- Alphabet subsidiary Wing Aviation has partnered with FedEx and Walgreens to begin commercial drone deliveries of select items to customers in Christiansburg, Virginia, next month (an exact date has yet to be released), according to a blog post.
- The drones will primarily carry food, healthcare, wellness-related and convenience products, according to FedEx. Consumers can opt-in to a wait list to receive packages by drone, but FedEx did not specify if there is an extra cost to do so.
- The pilot serves as a drone delivery test-case for FedEx and Walgreens. Vish Sankaran, chief innovation officer at Walgreens Boots Alliance, said in a statement the pilot puts Walgreens "in a unique position to capitalize on the convenience of drone delivery if and when it should expand, with approximately 78 percent of the U.S. population living within five miles of a Walgreens store."
"Wing has spent the last seven years developing a delivery drone and navigation system for this purpose," Wing CEO James Ryan Burgess said in a statement. "By delivering small packages directly to homes through the air in minutes, and making a wide range of medicine, food and other products available to customers, we will demonstrate what we expect safer, faster, cleaner local delivery to look like in the future."
According to Wing's website, its drones can cover six miles in roughly six minutes, lowering deliveries straight to a customer's door step.

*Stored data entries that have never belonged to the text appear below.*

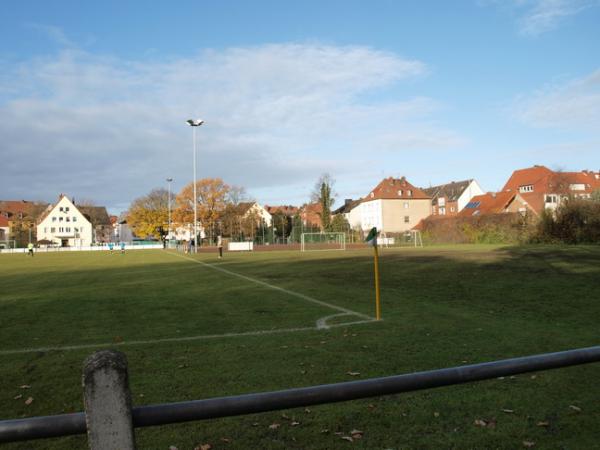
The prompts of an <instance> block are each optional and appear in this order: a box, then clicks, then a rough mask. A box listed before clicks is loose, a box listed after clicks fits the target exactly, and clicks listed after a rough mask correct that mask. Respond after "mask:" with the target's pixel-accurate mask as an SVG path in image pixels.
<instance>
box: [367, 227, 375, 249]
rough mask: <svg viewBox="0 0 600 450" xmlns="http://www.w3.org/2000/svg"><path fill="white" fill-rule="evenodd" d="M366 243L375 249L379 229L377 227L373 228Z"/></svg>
mask: <svg viewBox="0 0 600 450" xmlns="http://www.w3.org/2000/svg"><path fill="white" fill-rule="evenodd" d="M365 241H366V242H367V244H369V245H372V246H374V247H376V246H377V228H376V227H373V228H371V231H369V234H368V235H367V238H366V239H365Z"/></svg>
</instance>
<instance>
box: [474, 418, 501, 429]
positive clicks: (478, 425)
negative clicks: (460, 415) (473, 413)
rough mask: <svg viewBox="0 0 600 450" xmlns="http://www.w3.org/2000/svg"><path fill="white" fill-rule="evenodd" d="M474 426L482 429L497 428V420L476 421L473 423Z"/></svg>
mask: <svg viewBox="0 0 600 450" xmlns="http://www.w3.org/2000/svg"><path fill="white" fill-rule="evenodd" d="M473 424H474V425H475V426H477V427H482V428H492V429H493V428H496V420H495V419H490V420H486V419H475V422H473Z"/></svg>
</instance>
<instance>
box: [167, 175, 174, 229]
mask: <svg viewBox="0 0 600 450" xmlns="http://www.w3.org/2000/svg"><path fill="white" fill-rule="evenodd" d="M172 181H173V178H167V186H168V192H169V197H168V198H167V204H168V214H169V219H168V221H167V235H168V237H169V240H170V239H171V182H172Z"/></svg>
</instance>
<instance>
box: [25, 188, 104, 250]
mask: <svg viewBox="0 0 600 450" xmlns="http://www.w3.org/2000/svg"><path fill="white" fill-rule="evenodd" d="M111 230H112V226H111V224H110V219H109V218H108V213H107V212H106V208H104V207H99V206H81V207H77V206H75V203H73V202H72V201H71V200H69V198H68V197H67V196H66V195H63V194H61V195H60V196H59V199H58V202H57V203H56V204H55V205H54V206H50V207H49V208H48V209H47V211H46V213H45V214H44V215H43V216H42V217H41V219H40V221H39V223H38V225H37V240H38V241H42V240H47V241H51V242H53V243H54V244H55V245H59V246H61V247H86V246H89V245H92V243H94V242H109V241H110V239H111Z"/></svg>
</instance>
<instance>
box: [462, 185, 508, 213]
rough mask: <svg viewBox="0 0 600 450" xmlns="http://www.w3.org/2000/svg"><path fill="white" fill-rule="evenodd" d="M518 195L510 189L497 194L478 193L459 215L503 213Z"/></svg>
mask: <svg viewBox="0 0 600 450" xmlns="http://www.w3.org/2000/svg"><path fill="white" fill-rule="evenodd" d="M516 195H517V193H516V192H510V191H506V192H498V193H495V194H493V193H491V192H488V193H487V194H483V195H476V196H475V197H473V198H472V199H471V200H470V201H469V203H468V204H467V206H465V207H464V208H463V209H462V210H461V211H460V212H459V213H458V215H459V216H461V217H470V216H473V215H477V214H499V213H503V212H504V211H505V210H506V208H507V207H508V205H510V203H511V202H512V201H513V200H514V198H515V197H516Z"/></svg>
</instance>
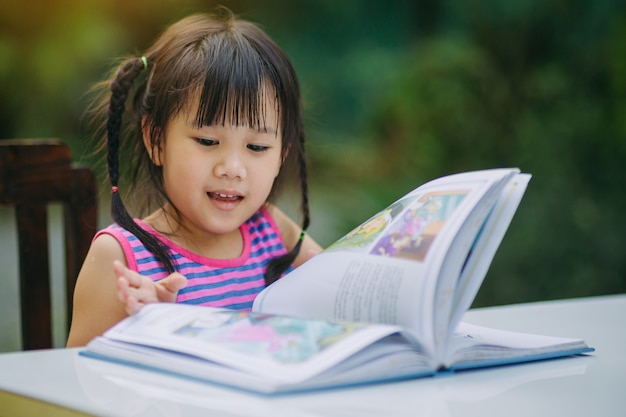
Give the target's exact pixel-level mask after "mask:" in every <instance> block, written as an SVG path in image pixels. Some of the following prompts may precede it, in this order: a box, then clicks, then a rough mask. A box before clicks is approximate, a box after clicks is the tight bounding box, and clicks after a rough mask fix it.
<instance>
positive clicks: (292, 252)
mask: <svg viewBox="0 0 626 417" xmlns="http://www.w3.org/2000/svg"><path fill="white" fill-rule="evenodd" d="M298 166H299V168H300V190H301V193H302V206H301V210H302V233H301V234H300V239H298V242H297V243H296V246H294V248H293V249H292V250H291V251H290V252H288V253H286V254H285V255H283V256H280V257H278V258H274V259H272V260H271V261H270V262H269V263H268V265H267V269H266V271H265V285H266V286H268V285H270V284H272V283H273V282H274V281H276V280H277V279H278V278H279V277H280V276H281V275H282V273H283V272H285V271H286V270H287V268H289V266H290V265H291V264H292V263H293V261H294V260H295V259H296V257H297V256H298V254H299V253H300V248H301V247H302V241H303V240H304V235H305V231H306V229H307V228H308V227H309V223H310V221H311V219H310V210H309V186H308V180H307V178H308V171H307V164H306V156H305V154H304V136H303V135H302V137H301V140H300V146H299V147H298Z"/></svg>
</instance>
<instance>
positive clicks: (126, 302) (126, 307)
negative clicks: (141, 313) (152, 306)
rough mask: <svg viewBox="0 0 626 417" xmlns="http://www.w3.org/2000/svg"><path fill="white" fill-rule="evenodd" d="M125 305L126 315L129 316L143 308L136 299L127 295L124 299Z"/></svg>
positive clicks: (142, 304) (130, 315)
mask: <svg viewBox="0 0 626 417" xmlns="http://www.w3.org/2000/svg"><path fill="white" fill-rule="evenodd" d="M125 304H126V313H127V314H128V315H129V316H132V315H133V314H136V313H137V312H138V311H139V310H141V308H142V307H143V303H141V302H139V300H138V299H137V298H136V297H133V296H132V295H129V296H128V297H127V298H126V303H125Z"/></svg>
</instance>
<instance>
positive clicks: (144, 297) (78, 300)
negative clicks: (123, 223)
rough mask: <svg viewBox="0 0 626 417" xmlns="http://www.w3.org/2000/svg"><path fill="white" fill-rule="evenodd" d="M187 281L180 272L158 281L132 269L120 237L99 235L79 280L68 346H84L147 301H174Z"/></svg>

Wing was the first drone company in the U.S. to get the Federal Aviation Administration's (FAA) Part-135 certification, allowing it to run paid customer deliveries and to fly drones at night, outside the line of sight of an operator and without certain other flight path restrictions. Currently, the company has been testing its drone delivery capabilities in other parts of the country and is launching new delivery programs in Finland and Queensland, Australia.
To date, Wing's pilots and the Christiansburg launch are conducted through the U.S. Department of Transportation’s Unmanned Aircraft System Integration Pilot Program (IPP). The IPP launched in 2017 to not only support private innovation in the drone delivery industry, but to help the FAA determine the best ways to develop new aviation regulations and safety protocols for UAVs as the industry continues to expand.
UPS is also an IPP participant and is waiting for the FAA's decision as to whether it will be granted a Part-135 certification to begin commercial drone operations. The carrier recently announced it will launch a new delivery subsidiary, Flight Forward Inc. to scale drone operations nationwide.
Amazon also applied last month for a waiver with the FAA that would allow it to begin drone deliveries.
Currently, UPS runs deliveries of medical supplies across a hospital system in Raleigh, North Carolina, and as part of a disaster relief pilot earlier this year in the Bahamas. For now, UPS operates under the FAA's Part 107 certification, however, meaning all of its deliveries are noncommercial, small-scale, within the line of sight of an operator and comply with more FAA restrictions from which Wing is currently exempt.